Time to read: 3 min

We talk a lot about iteration here at China Manufacturing parts, Inc. because it’s the foundation for lean hardware development and lean hardware development is the key to bringing successful hardware products to market.

Iteration refers to the cyclic process of refining a design until you’ve achieved the established product requirements, outlined in your PRD (product requirements document). While the process of hardware design has been historically sluggish, by leveraging both digital and physical tools as part of an iterative prototyping strategy, you can in fact achieve lean and efficient hardware development.

In this article we’re going to review the basic principles of iterative hardware design between digitial and physical mediums to help you develop better products, faster.


Digital Informs the Physical, and Vice-Versa

Throughout the process of moving between digital and physical mediums, each step informs the other.

For example, when a structural analysis concludes that a certain feature is unfit for the amount of bending anticipated during use, this information is fed back into the CAD design, and the feature is made stronger until analysis can validate its structural integrity.

Rapid prototyping using different fabrication tools is a part of this cyclic design process and the information gained from a physical model is essential to the development of a well-designed product.

Here are just a few reasons why physical prototyping is a key element in the hardware design process:

Spatial relationships – Designing with digital tools has immense value, but it’s difficult to truly visualize how large an object is on a computer screen; holding it in your hand makes it easy.

Physical = tactile – After visually designing a product with digital tools, adding the ability to touch or even smell the product further informs the design process. Textures and grips, for instance, are designed for the tactile nature of consumers, so actually feeling these features is important.

Assessing functionality – Do the parts fit together? Does it perform how you expect it to? Beyond designing the form of a product, functionality is equally as important and requires a physical model for testing.

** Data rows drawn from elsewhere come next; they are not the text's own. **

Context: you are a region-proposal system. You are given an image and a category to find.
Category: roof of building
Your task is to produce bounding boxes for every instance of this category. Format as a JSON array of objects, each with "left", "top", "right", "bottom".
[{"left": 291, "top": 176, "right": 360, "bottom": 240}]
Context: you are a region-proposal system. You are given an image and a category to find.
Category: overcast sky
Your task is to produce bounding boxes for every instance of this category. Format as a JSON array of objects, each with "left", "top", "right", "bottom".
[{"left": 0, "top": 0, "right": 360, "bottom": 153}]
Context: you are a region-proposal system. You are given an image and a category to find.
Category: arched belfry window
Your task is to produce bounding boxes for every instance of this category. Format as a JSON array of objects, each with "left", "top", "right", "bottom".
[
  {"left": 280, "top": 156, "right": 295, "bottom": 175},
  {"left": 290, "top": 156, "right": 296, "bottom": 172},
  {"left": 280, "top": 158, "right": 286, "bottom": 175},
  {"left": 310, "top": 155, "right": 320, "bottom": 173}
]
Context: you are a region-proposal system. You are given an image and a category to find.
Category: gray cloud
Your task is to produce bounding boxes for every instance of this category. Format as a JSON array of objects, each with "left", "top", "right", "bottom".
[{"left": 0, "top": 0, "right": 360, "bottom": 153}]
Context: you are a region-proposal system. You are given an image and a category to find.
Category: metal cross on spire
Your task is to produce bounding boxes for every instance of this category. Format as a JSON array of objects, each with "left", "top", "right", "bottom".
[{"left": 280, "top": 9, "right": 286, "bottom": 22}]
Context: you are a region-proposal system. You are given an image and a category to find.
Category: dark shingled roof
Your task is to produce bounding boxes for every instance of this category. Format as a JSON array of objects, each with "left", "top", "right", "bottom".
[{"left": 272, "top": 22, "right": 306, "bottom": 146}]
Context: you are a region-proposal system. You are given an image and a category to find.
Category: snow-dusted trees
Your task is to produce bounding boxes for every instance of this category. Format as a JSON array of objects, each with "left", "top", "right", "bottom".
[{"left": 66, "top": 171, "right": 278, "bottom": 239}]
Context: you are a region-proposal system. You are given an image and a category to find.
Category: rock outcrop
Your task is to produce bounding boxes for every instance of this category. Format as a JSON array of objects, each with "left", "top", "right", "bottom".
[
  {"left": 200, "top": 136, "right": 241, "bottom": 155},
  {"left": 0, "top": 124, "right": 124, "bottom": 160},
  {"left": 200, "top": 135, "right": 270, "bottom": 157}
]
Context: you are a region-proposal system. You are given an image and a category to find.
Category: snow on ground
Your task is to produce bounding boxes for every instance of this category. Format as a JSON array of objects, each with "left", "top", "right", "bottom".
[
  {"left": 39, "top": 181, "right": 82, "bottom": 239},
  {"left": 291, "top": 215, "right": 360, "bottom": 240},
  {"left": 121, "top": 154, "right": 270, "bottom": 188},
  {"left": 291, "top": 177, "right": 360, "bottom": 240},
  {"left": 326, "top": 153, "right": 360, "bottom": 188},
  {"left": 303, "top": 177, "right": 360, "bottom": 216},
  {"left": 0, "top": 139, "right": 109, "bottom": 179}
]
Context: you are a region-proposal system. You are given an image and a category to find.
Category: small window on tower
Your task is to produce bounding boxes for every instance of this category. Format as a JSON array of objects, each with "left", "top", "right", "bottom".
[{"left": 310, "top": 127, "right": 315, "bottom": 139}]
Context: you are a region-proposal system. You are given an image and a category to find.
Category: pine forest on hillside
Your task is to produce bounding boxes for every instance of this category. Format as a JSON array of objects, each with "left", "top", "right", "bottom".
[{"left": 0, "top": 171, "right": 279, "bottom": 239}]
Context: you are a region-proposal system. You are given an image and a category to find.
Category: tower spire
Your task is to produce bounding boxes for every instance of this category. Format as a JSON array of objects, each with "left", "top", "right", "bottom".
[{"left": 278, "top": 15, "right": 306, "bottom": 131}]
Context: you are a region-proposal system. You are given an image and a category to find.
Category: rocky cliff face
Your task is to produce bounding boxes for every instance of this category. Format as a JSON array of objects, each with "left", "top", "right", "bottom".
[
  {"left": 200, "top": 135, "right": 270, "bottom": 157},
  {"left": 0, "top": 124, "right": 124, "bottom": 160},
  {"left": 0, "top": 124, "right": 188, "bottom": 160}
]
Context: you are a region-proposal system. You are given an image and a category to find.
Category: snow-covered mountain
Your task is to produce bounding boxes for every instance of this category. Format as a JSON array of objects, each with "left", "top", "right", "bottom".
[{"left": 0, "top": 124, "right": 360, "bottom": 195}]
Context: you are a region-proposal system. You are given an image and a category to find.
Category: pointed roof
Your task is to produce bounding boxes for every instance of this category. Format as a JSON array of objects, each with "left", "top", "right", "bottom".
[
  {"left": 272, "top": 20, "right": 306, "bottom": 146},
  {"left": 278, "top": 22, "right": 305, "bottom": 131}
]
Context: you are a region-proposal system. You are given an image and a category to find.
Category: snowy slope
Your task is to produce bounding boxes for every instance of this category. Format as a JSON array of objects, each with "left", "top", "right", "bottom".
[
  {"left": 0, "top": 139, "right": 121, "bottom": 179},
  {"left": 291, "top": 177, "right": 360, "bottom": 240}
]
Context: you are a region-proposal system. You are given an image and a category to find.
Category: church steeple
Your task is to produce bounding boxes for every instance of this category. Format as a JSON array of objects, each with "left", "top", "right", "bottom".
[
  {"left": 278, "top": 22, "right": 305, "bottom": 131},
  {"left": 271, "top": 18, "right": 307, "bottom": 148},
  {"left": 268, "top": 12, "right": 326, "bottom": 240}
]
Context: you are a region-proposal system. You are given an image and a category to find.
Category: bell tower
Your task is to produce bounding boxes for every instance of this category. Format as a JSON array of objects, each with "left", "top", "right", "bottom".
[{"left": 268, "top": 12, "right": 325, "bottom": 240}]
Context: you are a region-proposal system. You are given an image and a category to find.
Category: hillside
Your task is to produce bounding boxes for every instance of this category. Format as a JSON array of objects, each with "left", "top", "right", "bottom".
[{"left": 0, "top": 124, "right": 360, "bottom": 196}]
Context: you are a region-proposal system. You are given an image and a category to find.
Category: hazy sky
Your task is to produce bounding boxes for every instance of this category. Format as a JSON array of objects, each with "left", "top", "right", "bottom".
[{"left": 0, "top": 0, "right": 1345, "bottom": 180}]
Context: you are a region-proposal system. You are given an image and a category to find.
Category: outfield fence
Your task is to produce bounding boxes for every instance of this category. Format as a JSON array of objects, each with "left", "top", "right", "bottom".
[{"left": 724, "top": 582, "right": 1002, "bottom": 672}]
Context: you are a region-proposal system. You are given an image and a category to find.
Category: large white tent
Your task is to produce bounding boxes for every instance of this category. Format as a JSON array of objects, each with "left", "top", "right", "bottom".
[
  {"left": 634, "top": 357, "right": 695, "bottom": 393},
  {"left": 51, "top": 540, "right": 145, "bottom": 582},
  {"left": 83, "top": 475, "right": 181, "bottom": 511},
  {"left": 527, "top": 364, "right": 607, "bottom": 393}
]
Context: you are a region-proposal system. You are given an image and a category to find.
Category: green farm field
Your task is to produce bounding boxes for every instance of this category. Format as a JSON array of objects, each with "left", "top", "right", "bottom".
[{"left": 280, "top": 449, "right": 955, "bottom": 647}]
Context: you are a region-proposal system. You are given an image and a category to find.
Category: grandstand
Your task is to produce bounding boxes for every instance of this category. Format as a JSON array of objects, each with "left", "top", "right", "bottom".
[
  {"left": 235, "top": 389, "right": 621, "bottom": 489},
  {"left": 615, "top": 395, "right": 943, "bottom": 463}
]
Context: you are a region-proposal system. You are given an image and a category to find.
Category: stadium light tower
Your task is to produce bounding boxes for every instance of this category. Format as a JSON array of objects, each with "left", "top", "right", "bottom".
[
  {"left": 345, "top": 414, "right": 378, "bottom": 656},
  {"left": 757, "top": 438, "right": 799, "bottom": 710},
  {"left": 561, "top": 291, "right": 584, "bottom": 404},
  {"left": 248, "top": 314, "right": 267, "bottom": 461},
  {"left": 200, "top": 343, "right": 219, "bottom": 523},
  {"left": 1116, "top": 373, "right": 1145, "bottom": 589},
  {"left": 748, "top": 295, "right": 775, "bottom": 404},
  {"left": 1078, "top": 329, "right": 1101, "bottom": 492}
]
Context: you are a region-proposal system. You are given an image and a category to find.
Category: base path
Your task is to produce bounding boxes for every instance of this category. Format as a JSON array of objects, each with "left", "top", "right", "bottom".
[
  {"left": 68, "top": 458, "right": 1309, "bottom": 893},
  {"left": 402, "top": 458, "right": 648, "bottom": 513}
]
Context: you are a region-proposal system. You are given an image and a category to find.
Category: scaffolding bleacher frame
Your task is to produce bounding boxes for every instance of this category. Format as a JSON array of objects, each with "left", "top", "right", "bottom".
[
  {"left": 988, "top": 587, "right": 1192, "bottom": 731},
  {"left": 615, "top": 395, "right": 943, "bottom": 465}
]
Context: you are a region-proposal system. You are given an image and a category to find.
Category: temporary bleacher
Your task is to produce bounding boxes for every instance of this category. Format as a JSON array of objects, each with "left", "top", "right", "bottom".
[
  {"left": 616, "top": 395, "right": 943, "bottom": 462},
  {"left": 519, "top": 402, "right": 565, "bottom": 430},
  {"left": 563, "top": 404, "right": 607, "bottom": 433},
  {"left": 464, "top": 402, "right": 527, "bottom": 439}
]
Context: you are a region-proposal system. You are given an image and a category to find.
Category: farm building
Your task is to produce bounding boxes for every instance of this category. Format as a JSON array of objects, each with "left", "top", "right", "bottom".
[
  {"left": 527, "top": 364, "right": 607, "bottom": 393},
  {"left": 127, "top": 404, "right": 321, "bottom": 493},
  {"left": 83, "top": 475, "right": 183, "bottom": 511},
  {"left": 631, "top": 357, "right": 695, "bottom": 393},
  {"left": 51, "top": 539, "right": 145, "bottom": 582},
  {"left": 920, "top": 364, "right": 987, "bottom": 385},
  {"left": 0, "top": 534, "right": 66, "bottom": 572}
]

Steps to Go from Digital to Physical

Here are the basic steps involved in moving from a digital model to physical prototype:

1. Prepare Your Digital Model

Depending on the type of fabrication, your model will need to be exported as a certain type of file. Parts will need to be exported separately if your design contains assemblies.

STEP files are most common for manufacturing because they contain a great deal of information while maintaining a relatively small file size. STL is the filetype commonly associated with 3D printing and is used solely for that purpose.

If you’re going to export your digital model as an STL file for 3D printing, make sure you take the steps for proper exportation.

2. Versioning

Most people cringe at the very thought of documentation, but it’s a vital part of any vigilant design process. Being able to clearly see what was changed from previous versions, not to mention the ability to actually open any previous versions, is important if you ever need to compare designs.

Here’s a simple rule to use when documenting versions:

Whenever the design crosses the door (i.e. when the file is emailed to someone for quote, collaboration, fabrication, etc), the version number (or letter) is increased and at least one sentence is written about what was changed from the previous version. The more info, the better, if not for the current design then for lessons learned and future designs!

3. Testing/Assessment

We’ll go into more detail later on in the Hardware Guide around key principles for testing your prototypes, but keep in mind that this is the final step before returning back to digital from physical.

During the testing phase, you might be assessing the functionality of your snap fit designs or other tightly toleranced components, for example. Or you could be testing the strength or stiffness of a component to see if it can withstand a certain amount of weight.

In this part of the iterative process, you test, assess, document, and then implement the necessary changes back in your digital model.


In order to iterate most efficiently on your hardware designs, you need to go from digital to physical as quickly as possible.

Both digital and physical tools are equally important in the hardware design process, so use each tool according to its strengths, and create a plan early on to schedule your design iterations between the two mediums.